BANGALORE (Reuters) - Sharp Corp (6753.T) will reduce LCD panel production for up to two months starting this month, adjusting supplies as TV inventories pile up in the United States and China, the Nikkei business daily reported.
The company will lower the capacity utilization rate by 20 to 30 percent at its new Sakai factory, which makes panels of 40 inches and up, and cut panel supplies to TV makers including Sony Corp (6758.T), the business daily said.
However, production of panels for Sharp’s own TVs will not be affected and it will maintain capacity utilization rates at its Kameyama plant in Mie Prefecture that makes small and mid-size TV panels, the daily said.
A Sharp spokesman said the company would not comment whether it was considering such a plan.
LCD panels were in short supply in the first half of this year but TVs have started piling up in U.S. and Chinese warehouses as Chinese manufacturers’ production outpaced demand, the paper said.
LG Display (034220.KS) Chief Executive Kwon Young-soo said last month the company may cut production of LCDs due to weak demand from TV makers.
Sharp reaffirmed its TV sales target of 15 million units for the business year to March 2011, a rise of 47 percent from the previous year, the Nikkei said.
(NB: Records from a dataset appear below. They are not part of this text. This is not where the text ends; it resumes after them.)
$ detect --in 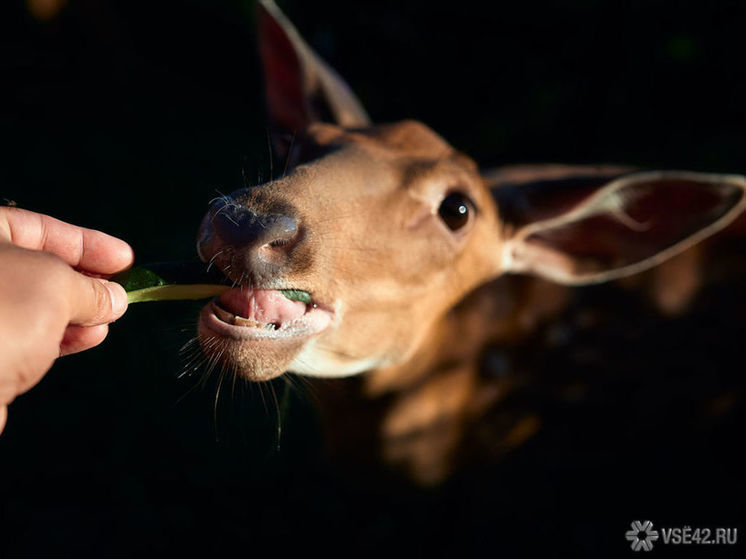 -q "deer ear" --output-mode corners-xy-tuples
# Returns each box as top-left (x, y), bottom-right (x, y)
(493, 171), (746, 284)
(257, 0), (370, 144)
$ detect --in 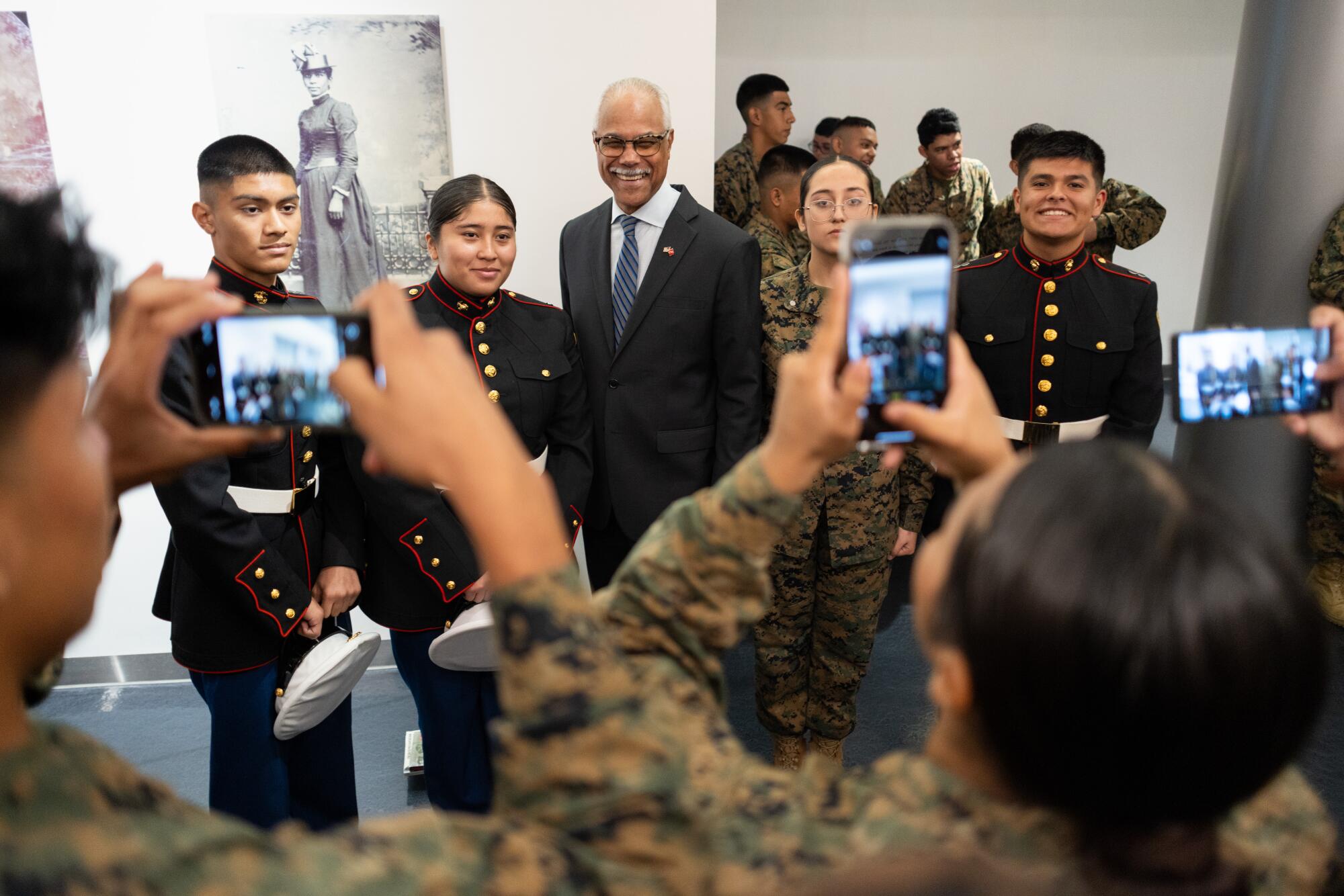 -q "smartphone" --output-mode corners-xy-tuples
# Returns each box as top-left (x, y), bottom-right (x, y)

Sharp expects group operating profit to more than double to 120 billion yen ($1.41 billion), but a decline in panel sales to other manufacturers will likely erode this figure by 10 billion to 20 billion yen, the daily reported.
Shares of Sharp edged down 2.2 percent to 858 yen in early trading on Friday, underperforming the Nikkei stock average .N225, which shed 1.4 percent.